Information supporting the recommendation of the Board of Directors regarding each proposal is set out in the Proxy statement. If any shareholder has questions or comments specifically relating to any of the proposals, please submit them through the online portal now if you haven't done so already. We will now pause to review any questions submitted on the proposals. As a reminder, we will only consider questions related to the three proposals at this time.
No proposal-related questions have been submitted.
We will now move on to the voting. If you have already submitted your proxy, you need not do so again unless you wish to change your vote. For those who have not voted and wish to vote now, please do so pursuant to the instructions on the virtual meeting platform. We will now pause for one minute to allow those who have not yet voted to vote. I now declare the polls closed and direct the Inspector of Elections to tabulate the votes and report the preliminary results of the voting.
I have completed tabulating the votes.
Al, please report the votes for each of the matters voted upon today.
The Inspector of Elections has provided a preliminary tabulation of votes, and based on the preliminary tabulation and reports, we confirm on a preliminary basis as follows. Regarding Proposal 1, the plurality of the votes cast at the meeting have elected each of Donald L. Hawks III and Denise L. Devine to serve as Directors until the 2028 Annual Meeting of Stockholders and until their respective successors are elected and qualified, subject to their earlier resignation or removal. Regarding Proposal 2, the ratification of the appointment of Deloitte & Touche as the Company's independent registered public accounting firm, as described in the proxy statement, has received the affirmative vote of a majority of shares present in person or represented by proxy and entitled to vote at the meeting.
Regarding Proposal 3, the compensation of the Company's named Executive Officers as disclosed in the proxy statement pursuant to the compensation disclosure rules of the SEC has received the affirmative vote of a majority of the shares present in person or represented by proxy and entitled to vote at the meeting.

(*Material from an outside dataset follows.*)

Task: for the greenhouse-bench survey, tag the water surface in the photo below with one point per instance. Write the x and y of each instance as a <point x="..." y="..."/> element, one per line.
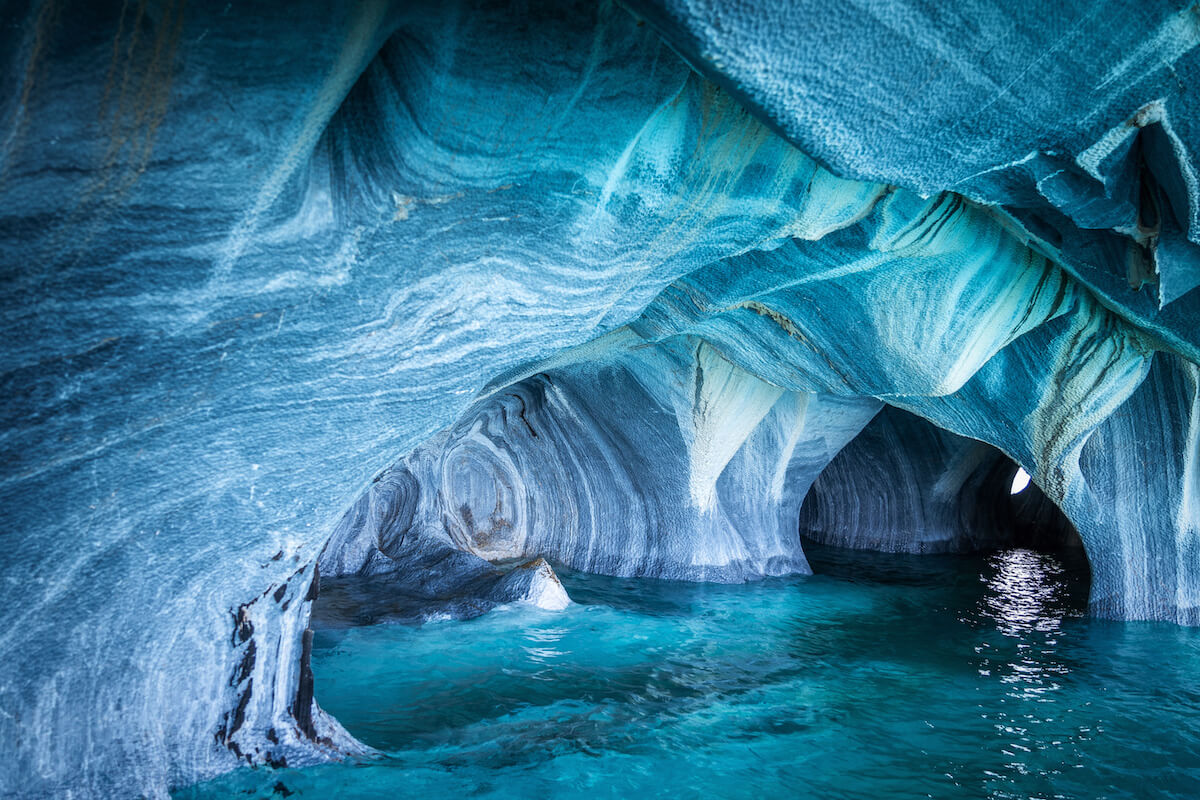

Thank you, Al. Subject to the final tabulation of the votes, I therefore can declare the following: Ms. Devine and Mr. Hawks have each been elected as a Class III Director of the Company to hold office until the 2028 Annual Meeting of Stockholders or until their successors are duly elected and qualified. The appointment of Deloitte & Touche as the Company's independent registered public accounting firm for the fiscal year ending June 30, 2026, has been ratified, and the stockholders have voted to approve on a non-binding advisory basis the compensation of the Company's named executive officers as detailed in the proxy statement. Al will file the report on the voting related to all of the proposals in the records of this meeting. That concludes the official business, and I therefore declare this Annual Meeting adjourned. Thank you for attending SelectQuote's 2025 Annual Meeting of Stockholders.
The conference has now concluded. Thank you for attending today's presentation. You may now disconnect.